The technology could help medical professionals detect and monitor a variety of skin conditions in humans, including cancer and burns. It also has the potential to help Homeland Security personnel detect concealed contraband (such as weapons) or reduce the number of passenger pat downs at airports. Even homeowners could see a direct benefit from the technology as it potentially could be used to detect termite damage.
How it works
The compact system can produce synthetically focused images of objects - at different planes in front of the camera - at speeds of up to 30 images per second. A laptop computer then collects the signal and displays the image in real-time for review. The entire system, powered by a battery similar to the size used in laptops, can run for several hours.

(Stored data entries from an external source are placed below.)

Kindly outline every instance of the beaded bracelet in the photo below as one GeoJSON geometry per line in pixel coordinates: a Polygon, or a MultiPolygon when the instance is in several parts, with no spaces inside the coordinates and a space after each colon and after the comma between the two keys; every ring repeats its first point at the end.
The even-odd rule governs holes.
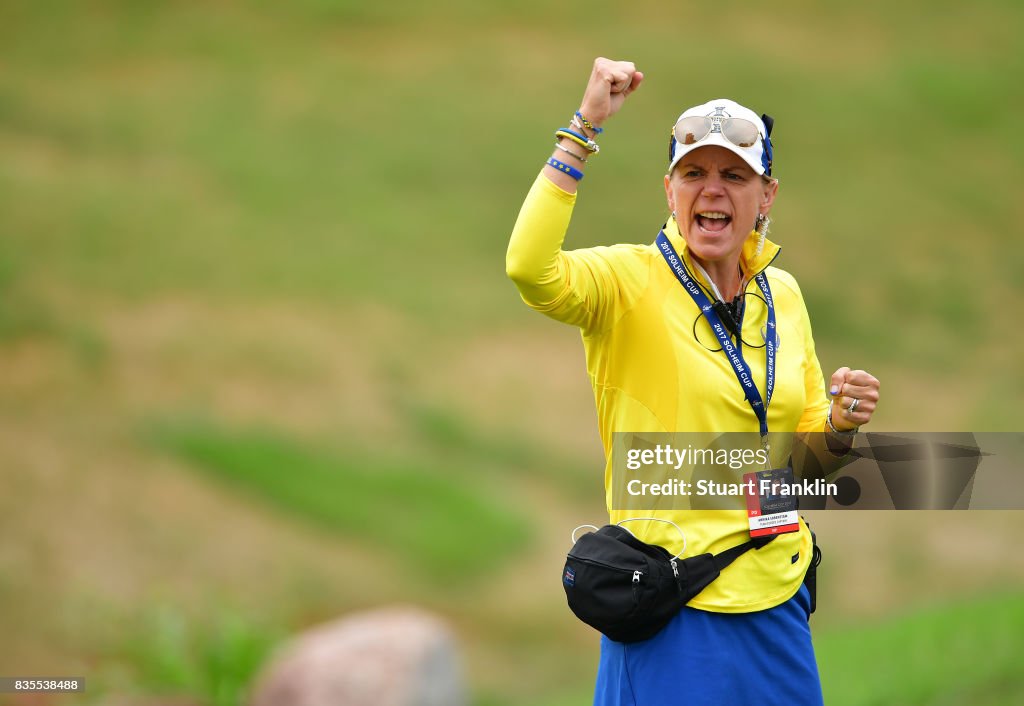
{"type": "Polygon", "coordinates": [[[581,181],[583,179],[583,172],[581,172],[579,169],[576,169],[576,167],[570,167],[565,162],[559,162],[554,157],[549,157],[546,164],[548,166],[554,167],[563,174],[568,174],[576,181],[581,181]]]}
{"type": "Polygon", "coordinates": [[[596,142],[587,139],[585,136],[579,134],[578,132],[573,132],[567,127],[559,128],[558,130],[556,130],[555,137],[564,137],[567,140],[572,140],[577,145],[587,150],[587,152],[591,152],[593,154],[597,154],[598,152],[601,151],[601,148],[598,147],[596,142]]]}
{"type": "Polygon", "coordinates": [[[597,125],[594,125],[594,123],[592,123],[589,120],[587,120],[586,118],[584,118],[583,117],[583,113],[581,113],[578,110],[576,111],[576,117],[580,119],[581,123],[583,123],[583,127],[587,128],[589,130],[593,130],[595,135],[600,135],[602,132],[604,132],[604,128],[603,127],[598,127],[597,125]]]}
{"type": "Polygon", "coordinates": [[[565,147],[561,142],[556,142],[555,143],[555,149],[562,150],[563,152],[565,152],[570,157],[575,157],[576,159],[580,160],[584,164],[587,163],[587,158],[586,157],[584,157],[582,154],[577,154],[577,153],[573,152],[568,147],[565,147]]]}

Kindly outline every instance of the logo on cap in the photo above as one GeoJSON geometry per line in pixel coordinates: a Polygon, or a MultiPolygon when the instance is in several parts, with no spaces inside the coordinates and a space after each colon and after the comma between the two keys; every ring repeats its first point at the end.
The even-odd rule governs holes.
{"type": "Polygon", "coordinates": [[[729,117],[729,114],[725,112],[725,106],[715,106],[715,112],[707,116],[711,120],[711,132],[722,131],[722,121],[729,117]]]}

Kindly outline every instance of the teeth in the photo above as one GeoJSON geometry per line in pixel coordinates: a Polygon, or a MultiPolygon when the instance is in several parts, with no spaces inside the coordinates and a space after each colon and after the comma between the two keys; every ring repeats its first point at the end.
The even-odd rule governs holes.
{"type": "Polygon", "coordinates": [[[704,218],[728,218],[729,217],[728,214],[722,213],[721,211],[703,211],[701,213],[698,213],[697,215],[698,216],[703,216],[704,218]]]}

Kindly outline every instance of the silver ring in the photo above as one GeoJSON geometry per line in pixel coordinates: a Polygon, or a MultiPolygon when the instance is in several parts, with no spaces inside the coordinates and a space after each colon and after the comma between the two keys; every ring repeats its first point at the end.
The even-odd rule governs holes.
{"type": "Polygon", "coordinates": [[[850,403],[850,406],[846,408],[846,413],[847,414],[853,414],[854,412],[856,412],[857,411],[857,405],[859,405],[859,404],[860,404],[860,400],[855,399],[853,402],[850,403]]]}

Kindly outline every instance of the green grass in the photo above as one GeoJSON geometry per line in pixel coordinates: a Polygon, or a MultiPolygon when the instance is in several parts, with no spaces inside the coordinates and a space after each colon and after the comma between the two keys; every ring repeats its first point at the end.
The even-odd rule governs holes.
{"type": "MultiPolygon", "coordinates": [[[[782,265],[839,344],[905,356],[917,331],[887,315],[893,299],[926,324],[970,325],[994,304],[984,291],[948,307],[929,305],[922,288],[964,249],[1007,251],[985,258],[982,280],[1024,251],[1004,236],[1020,217],[1009,185],[1024,176],[1004,137],[1024,107],[1002,90],[1024,68],[1004,36],[1020,19],[1014,3],[945,14],[791,3],[762,21],[726,12],[720,21],[742,18],[740,36],[764,33],[761,64],[717,51],[713,34],[689,37],[680,54],[672,16],[645,6],[615,32],[591,19],[592,43],[560,45],[546,16],[507,3],[431,17],[407,3],[106,5],[118,21],[79,17],[71,4],[10,11],[18,70],[0,77],[13,143],[0,206],[15,247],[46,255],[34,269],[73,286],[373,299],[455,330],[517,320],[505,237],[597,47],[636,57],[650,76],[609,126],[572,245],[649,240],[664,216],[658,126],[687,101],[729,93],[778,117],[782,265]],[[813,31],[841,21],[851,31],[831,46],[813,31]],[[980,46],[960,55],[927,40],[955,34],[980,46]],[[525,65],[513,58],[520,35],[532,40],[525,65]],[[808,65],[813,51],[820,69],[808,65]],[[708,56],[715,71],[685,70],[708,56]],[[33,153],[60,168],[26,169],[33,153]],[[870,253],[881,295],[857,307],[824,299],[826,314],[815,302],[835,280],[803,263],[813,253],[842,267],[857,252],[870,253]],[[920,258],[918,286],[906,265],[920,258]],[[888,345],[864,343],[865,327],[888,345]]],[[[690,24],[721,14],[688,13],[690,24]]]]}
{"type": "Polygon", "coordinates": [[[481,429],[451,408],[406,404],[403,414],[423,452],[446,459],[453,473],[527,476],[566,498],[578,498],[593,495],[595,480],[603,472],[601,465],[581,462],[522,434],[481,429]]]}
{"type": "Polygon", "coordinates": [[[173,612],[158,613],[145,637],[130,645],[139,683],[148,692],[199,696],[208,706],[243,701],[279,633],[234,616],[196,628],[173,612]]]}
{"type": "MultiPolygon", "coordinates": [[[[1012,87],[1024,74],[1022,24],[1024,5],[1014,0],[645,0],[628,12],[591,1],[555,18],[539,0],[6,3],[0,356],[22,385],[5,413],[19,422],[33,415],[34,433],[17,463],[5,458],[0,470],[12,487],[43,488],[26,480],[33,464],[52,469],[38,474],[54,484],[78,472],[51,458],[55,446],[154,467],[172,455],[199,471],[198,483],[237,489],[408,566],[411,595],[436,597],[463,573],[498,593],[488,580],[505,576],[505,560],[541,544],[527,528],[548,510],[525,498],[590,512],[600,507],[600,472],[536,447],[529,409],[499,410],[484,428],[460,407],[478,391],[466,389],[448,356],[511,332],[495,365],[527,369],[529,351],[546,350],[530,343],[577,335],[528,311],[503,266],[521,199],[597,54],[636,60],[648,82],[607,126],[568,247],[650,241],[666,215],[672,119],[698,101],[737,98],[777,120],[773,237],[784,247],[779,265],[804,291],[826,373],[884,367],[886,400],[914,410],[915,428],[949,428],[950,415],[978,430],[1015,428],[1024,394],[1024,337],[1011,320],[1024,305],[1024,142],[1014,136],[1024,94],[1012,87]],[[956,289],[940,289],[950,283],[956,289]],[[303,384],[286,372],[307,371],[303,355],[278,368],[253,362],[251,342],[231,339],[231,326],[189,339],[192,313],[206,307],[253,318],[308,307],[311,321],[365,347],[359,356],[407,376],[382,373],[363,391],[387,398],[381,414],[398,420],[403,438],[357,420],[299,439],[282,431],[297,426],[284,405],[259,417],[266,423],[255,431],[231,417],[230,404],[204,410],[207,421],[157,425],[141,450],[137,437],[111,431],[173,418],[195,400],[214,406],[231,398],[231,383],[303,384]],[[169,320],[143,322],[150,311],[169,320]],[[369,317],[352,312],[366,311],[381,313],[383,333],[359,329],[369,317]],[[135,322],[146,329],[138,340],[128,329],[135,322]],[[253,377],[224,370],[231,379],[211,381],[201,368],[216,355],[181,355],[205,343],[240,351],[253,377]],[[47,367],[69,354],[74,365],[47,367]],[[412,376],[427,375],[438,383],[430,389],[447,386],[451,399],[424,399],[412,376]],[[947,383],[957,398],[931,399],[947,383]]],[[[328,374],[327,364],[319,370],[328,374]]],[[[329,407],[315,407],[328,409],[324,428],[329,407]]],[[[898,430],[903,421],[885,423],[898,430]]],[[[133,502],[117,492],[115,505],[133,502]]],[[[52,573],[0,565],[0,619],[19,611],[19,596],[56,603],[76,581],[100,583],[64,563],[74,552],[60,539],[36,538],[44,530],[9,530],[35,538],[45,549],[39,565],[52,573]]],[[[133,585],[146,574],[124,567],[124,575],[133,585]]],[[[1009,644],[997,618],[1017,614],[985,605],[823,635],[835,703],[883,703],[889,691],[907,703],[1024,700],[1020,680],[986,647],[1009,644]],[[958,626],[961,637],[929,621],[958,626]],[[932,654],[943,642],[966,671],[932,654]],[[898,659],[882,664],[877,645],[898,659]],[[928,671],[914,651],[942,668],[928,671]],[[847,687],[832,669],[878,678],[847,687]],[[961,673],[980,676],[956,681],[961,673]]],[[[203,645],[219,644],[219,628],[160,620],[153,629],[163,637],[152,651],[138,647],[132,678],[221,703],[212,701],[221,698],[212,675],[223,671],[237,686],[243,677],[231,675],[245,669],[229,664],[235,658],[202,657],[203,645]]],[[[224,649],[250,665],[264,641],[245,635],[224,649]]],[[[32,642],[14,636],[0,655],[18,655],[19,640],[32,642]]],[[[537,644],[501,634],[487,647],[522,665],[511,678],[474,676],[487,703],[589,702],[589,684],[553,674],[553,664],[563,668],[554,656],[574,649],[566,636],[537,644]],[[531,661],[535,654],[544,659],[531,661]]]]}
{"type": "Polygon", "coordinates": [[[1024,594],[933,606],[816,640],[830,706],[1010,706],[1024,697],[1024,594]]]}
{"type": "Polygon", "coordinates": [[[151,436],[212,478],[435,581],[479,577],[530,540],[529,523],[500,494],[415,458],[382,461],[201,422],[158,426],[151,436]]]}
{"type": "Polygon", "coordinates": [[[239,706],[286,633],[266,619],[220,607],[205,617],[170,603],[146,607],[105,649],[79,700],[104,695],[187,697],[202,706],[239,706]]]}

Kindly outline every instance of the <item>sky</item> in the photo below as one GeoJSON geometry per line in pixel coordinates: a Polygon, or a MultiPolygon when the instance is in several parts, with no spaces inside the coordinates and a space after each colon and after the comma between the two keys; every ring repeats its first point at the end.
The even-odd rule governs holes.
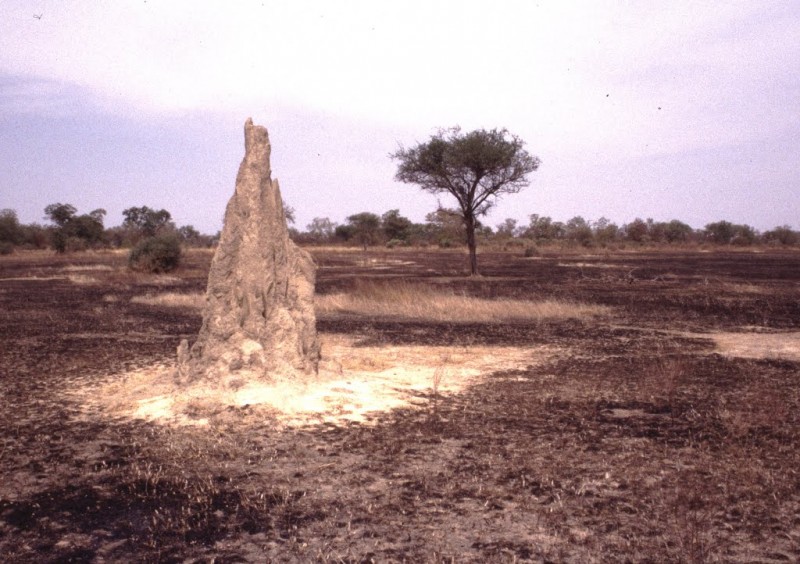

"Unlike X-rays, microwaves are non-ionizing and may only cause some heating effect," Zoughi says. "However, the high sensitivity and other characteristics of this camera enables it to operate at a low-power level."
In 2007, Zoughi's research group completed the first prototype and has spent the past three years decreasing its size, while improving its overall efficiency.
Currently the camera operates in the transmission mode, meaning objects must pass between a transmitting source and its collector to be reviewed. The team is working on designing and developing a one-sided version of it, which will make it operate in a similar fashion to a video camera.
"Further down the road, we plan to develop a wide-band camera capable of producing real-time 3-D or holographic images," Zoughi adds.